“One of the most difficult things to do is to infuse in young people a sense of empathy and a larger world…to give them a perspective that is more macro and less narcissistic,” Jon Stewart said in his recent interview with Ronan Farrow.
Farrow, when asked how he came by his desire to make a positive difference in the world, replied that it was growing up in a “mini-United Nations” sort of family (many of his 13 siblings were adopted from all over the world, some with serious physical or mental disabilities) that gave him the desire to become an agent for positive change on a worldwide scale.
Mia did something right to have set such a force in motion!
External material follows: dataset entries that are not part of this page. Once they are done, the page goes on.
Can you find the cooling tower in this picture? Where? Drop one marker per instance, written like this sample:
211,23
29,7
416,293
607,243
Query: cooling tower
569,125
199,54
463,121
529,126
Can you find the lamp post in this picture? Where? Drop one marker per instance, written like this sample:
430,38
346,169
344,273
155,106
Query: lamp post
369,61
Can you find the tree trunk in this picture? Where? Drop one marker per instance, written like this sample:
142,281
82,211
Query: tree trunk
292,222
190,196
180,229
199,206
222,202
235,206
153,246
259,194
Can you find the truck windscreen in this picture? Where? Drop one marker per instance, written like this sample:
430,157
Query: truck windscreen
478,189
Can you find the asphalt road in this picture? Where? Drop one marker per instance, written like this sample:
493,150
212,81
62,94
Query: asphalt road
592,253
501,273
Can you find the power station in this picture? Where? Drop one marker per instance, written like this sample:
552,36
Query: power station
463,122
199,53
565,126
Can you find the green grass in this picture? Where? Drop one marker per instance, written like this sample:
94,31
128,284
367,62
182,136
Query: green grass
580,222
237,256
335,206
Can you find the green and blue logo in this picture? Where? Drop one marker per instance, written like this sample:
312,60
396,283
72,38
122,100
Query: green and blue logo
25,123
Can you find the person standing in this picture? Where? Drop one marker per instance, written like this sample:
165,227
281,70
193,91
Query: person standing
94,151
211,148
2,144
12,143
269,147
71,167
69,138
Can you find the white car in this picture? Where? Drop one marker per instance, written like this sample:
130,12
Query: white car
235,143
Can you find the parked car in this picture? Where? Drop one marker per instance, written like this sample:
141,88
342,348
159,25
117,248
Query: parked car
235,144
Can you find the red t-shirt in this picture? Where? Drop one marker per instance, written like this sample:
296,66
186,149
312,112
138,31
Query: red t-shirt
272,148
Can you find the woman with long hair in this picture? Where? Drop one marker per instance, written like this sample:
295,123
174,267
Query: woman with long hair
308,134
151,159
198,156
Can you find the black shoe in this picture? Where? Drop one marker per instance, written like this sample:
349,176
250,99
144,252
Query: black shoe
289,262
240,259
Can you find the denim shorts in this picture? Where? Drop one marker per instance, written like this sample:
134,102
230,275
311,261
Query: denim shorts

Ronan Farrow was a prodigy, going to college at my home institution, Bard College at Simon’s Rock, at the tender age of 11. Although I never had him in class, I remember seeing him on campus, his bright blond hair always a stand-out, his small frame bent beneath a heavy backpack of books.
He went on to Yale Law School at 18, after serving a two-year stint as a youth ambassador at the United Nations; then became a Rhodes Scholar, worked at the State Department, and is now about to launch his own cable news show.
At 26, he’s done more than most of us will ever do.
I am quite impressed by the agenda he’s set for his show. It will be news aimed at a youth audience, specifically designed to spark the empathy Stewart referred to, and not only that but to give his audience concrete options for taking action on the issues and situations presented.
Every show will have a “call to action,” Farrow said, and “a menu of things to do”; ways “to move the needle” on important issues.
I have noticed from my years of working with young people on social and environmental justice issues that they get very impatient and turned-off by discussions of problems that don’t also include solutions, preferably along with ways that they can get involved in moving the solutions forward.
It must be his twenty-something instinct that is prompting Ronan Farrow to put his talents and connections to work in creating just the kind of show his own generation is longing for.
It will have the celebrity pizzazz that his handsome face and famous name brings; the erudition and seriousness of purpose that his education and professional experience has provided; and with any luck, it will be a real beacon of active hope for millions of potential young change agents.
Go Ronan! It is great to see a young person who is so clearly in the flow of living his purpose.